Representative John Macco, R-Ledgeview, stated, “We think it’s a great alternative to address some of the drug problems we have. It replicates opioids without having the addictive effects. So for folks that have chronic pain, chronic issues, we think it represents a great alternative.”

Proposed Assembly Bill 393, co-introduced by Rep. Macco, aims to legalize Kratom in Wisconsin with specific branding and requirements to ensure it is free from adulterants.

Currently, Wisconsin law categorizes possession of Kratom as a misdemeanor, but manufacturing or distributing it elevates the offense to a felony.

Rep. Macco believes this needs to change, especially considering Kratom is legal in most other states. He emphasized, “I think it’s a great opportunity for us to provide an easy, over-the-counter product that folks would be able to have access to.”
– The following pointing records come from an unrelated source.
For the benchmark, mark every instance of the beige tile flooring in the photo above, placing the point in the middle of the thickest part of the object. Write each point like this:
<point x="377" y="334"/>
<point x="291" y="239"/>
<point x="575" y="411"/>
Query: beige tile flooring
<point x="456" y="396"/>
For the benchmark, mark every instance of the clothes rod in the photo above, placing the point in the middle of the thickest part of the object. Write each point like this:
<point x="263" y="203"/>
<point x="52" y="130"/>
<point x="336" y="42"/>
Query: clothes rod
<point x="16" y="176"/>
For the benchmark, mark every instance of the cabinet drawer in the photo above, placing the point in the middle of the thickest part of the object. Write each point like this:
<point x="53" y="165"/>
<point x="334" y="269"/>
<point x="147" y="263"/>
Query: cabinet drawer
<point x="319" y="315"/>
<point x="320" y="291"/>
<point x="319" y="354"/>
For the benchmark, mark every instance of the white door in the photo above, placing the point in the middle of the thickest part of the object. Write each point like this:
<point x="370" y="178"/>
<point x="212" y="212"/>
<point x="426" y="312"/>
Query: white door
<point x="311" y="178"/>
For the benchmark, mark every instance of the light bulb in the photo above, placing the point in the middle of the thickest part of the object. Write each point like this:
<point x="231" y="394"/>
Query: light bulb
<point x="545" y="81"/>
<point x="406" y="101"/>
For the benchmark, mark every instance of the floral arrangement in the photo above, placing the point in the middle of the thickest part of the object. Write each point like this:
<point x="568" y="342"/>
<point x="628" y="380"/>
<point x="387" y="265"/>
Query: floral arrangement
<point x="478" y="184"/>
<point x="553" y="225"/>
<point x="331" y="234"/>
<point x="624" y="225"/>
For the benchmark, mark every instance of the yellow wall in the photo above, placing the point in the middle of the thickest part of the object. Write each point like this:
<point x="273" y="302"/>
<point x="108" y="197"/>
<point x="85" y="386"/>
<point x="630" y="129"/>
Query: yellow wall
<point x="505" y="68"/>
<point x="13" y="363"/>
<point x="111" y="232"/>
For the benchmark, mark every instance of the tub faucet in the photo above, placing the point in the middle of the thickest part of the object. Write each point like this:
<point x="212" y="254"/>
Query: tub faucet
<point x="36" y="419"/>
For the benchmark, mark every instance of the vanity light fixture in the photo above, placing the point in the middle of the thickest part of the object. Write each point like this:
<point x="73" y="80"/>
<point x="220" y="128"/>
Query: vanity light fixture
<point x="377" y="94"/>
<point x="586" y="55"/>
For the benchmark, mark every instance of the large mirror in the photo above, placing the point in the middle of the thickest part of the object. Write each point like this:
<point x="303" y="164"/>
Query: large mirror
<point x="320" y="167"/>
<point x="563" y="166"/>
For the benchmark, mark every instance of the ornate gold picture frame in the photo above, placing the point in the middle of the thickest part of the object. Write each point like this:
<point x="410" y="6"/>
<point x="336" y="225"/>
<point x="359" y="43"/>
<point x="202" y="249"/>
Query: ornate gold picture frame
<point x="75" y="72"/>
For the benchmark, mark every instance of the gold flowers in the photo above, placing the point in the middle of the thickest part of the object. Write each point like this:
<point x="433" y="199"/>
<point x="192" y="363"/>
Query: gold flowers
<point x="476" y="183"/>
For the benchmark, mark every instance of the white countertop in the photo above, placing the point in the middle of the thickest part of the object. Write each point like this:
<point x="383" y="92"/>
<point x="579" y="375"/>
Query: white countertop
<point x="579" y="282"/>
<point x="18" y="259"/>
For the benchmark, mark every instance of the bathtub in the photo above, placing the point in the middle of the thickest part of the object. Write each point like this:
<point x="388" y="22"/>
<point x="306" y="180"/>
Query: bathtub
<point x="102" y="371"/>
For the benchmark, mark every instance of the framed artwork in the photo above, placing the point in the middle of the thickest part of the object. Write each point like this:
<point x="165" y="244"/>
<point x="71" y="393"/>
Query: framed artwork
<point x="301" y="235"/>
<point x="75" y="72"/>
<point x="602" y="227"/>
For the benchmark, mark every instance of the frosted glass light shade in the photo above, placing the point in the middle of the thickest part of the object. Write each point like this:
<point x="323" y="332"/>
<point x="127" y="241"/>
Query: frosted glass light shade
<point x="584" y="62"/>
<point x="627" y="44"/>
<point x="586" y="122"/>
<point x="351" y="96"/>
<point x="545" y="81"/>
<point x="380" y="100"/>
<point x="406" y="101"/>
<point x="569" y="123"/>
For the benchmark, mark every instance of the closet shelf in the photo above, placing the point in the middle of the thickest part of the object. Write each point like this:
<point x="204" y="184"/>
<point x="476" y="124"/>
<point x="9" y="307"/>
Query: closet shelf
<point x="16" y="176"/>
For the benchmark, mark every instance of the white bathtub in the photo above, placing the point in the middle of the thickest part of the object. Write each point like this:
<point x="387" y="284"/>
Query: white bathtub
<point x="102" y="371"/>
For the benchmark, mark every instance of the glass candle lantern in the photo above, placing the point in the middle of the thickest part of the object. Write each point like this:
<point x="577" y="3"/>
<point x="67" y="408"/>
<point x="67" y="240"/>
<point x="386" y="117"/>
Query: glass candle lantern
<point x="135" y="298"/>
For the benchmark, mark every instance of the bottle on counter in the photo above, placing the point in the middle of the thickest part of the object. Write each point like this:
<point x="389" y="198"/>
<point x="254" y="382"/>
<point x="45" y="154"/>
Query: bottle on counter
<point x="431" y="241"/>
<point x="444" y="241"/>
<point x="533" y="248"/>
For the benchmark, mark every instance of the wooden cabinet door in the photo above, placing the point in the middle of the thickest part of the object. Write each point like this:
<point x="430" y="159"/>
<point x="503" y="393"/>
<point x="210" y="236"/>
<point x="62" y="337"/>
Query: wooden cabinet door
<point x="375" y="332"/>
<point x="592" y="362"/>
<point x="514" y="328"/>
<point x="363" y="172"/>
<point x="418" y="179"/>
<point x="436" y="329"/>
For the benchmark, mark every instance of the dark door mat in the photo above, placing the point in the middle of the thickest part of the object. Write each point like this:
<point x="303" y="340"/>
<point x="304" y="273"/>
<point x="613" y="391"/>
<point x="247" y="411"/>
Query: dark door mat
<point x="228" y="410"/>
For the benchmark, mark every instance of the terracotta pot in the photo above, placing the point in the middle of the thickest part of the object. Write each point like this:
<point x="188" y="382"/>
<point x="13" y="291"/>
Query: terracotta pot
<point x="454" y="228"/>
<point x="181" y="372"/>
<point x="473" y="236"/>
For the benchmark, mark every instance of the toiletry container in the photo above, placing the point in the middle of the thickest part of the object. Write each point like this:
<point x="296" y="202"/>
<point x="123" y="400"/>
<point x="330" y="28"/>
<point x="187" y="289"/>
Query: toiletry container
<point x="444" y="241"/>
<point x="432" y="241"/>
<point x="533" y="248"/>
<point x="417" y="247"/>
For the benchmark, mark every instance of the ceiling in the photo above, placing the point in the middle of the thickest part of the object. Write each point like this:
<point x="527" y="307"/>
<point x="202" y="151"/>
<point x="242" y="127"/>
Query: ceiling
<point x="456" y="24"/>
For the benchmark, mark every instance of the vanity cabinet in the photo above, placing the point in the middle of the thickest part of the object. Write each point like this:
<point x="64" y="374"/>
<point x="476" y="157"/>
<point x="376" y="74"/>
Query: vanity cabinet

It's worth noting that the FDA has not endorsed any prescription or over-the-counter drug containing Kratom, and the DEA classifies it as a substance of concern.

According to the CDC, Kratom was associated with 91 unintentional overdose deaths involving a combination of drugs in 2017. The Badger State Sheriffs’ Association is against the proposed bill, with Dodge County Sheriff Dale Schmidt highlighting links between Kratom, psychotic episodes, overdoses, and impaired driving fatalities.

Sheriff Schmidt articulated in a letter, “At a time when so many Wisconsin communities are dealing with the devastating effects of opioid abuse, why would we legalize a dangerous substance, with links to opioid addiction and death, that lacks any medical or FDA-approved uses?”

Rep. Macco remains optimistic that, with appropriate regulation, Kratom can be used safely and effectively. He pointed out, “It replaces opioids. It’s much better than an opioid for managing pain.”

The bill will continue to progress through the state legislature for further consideration.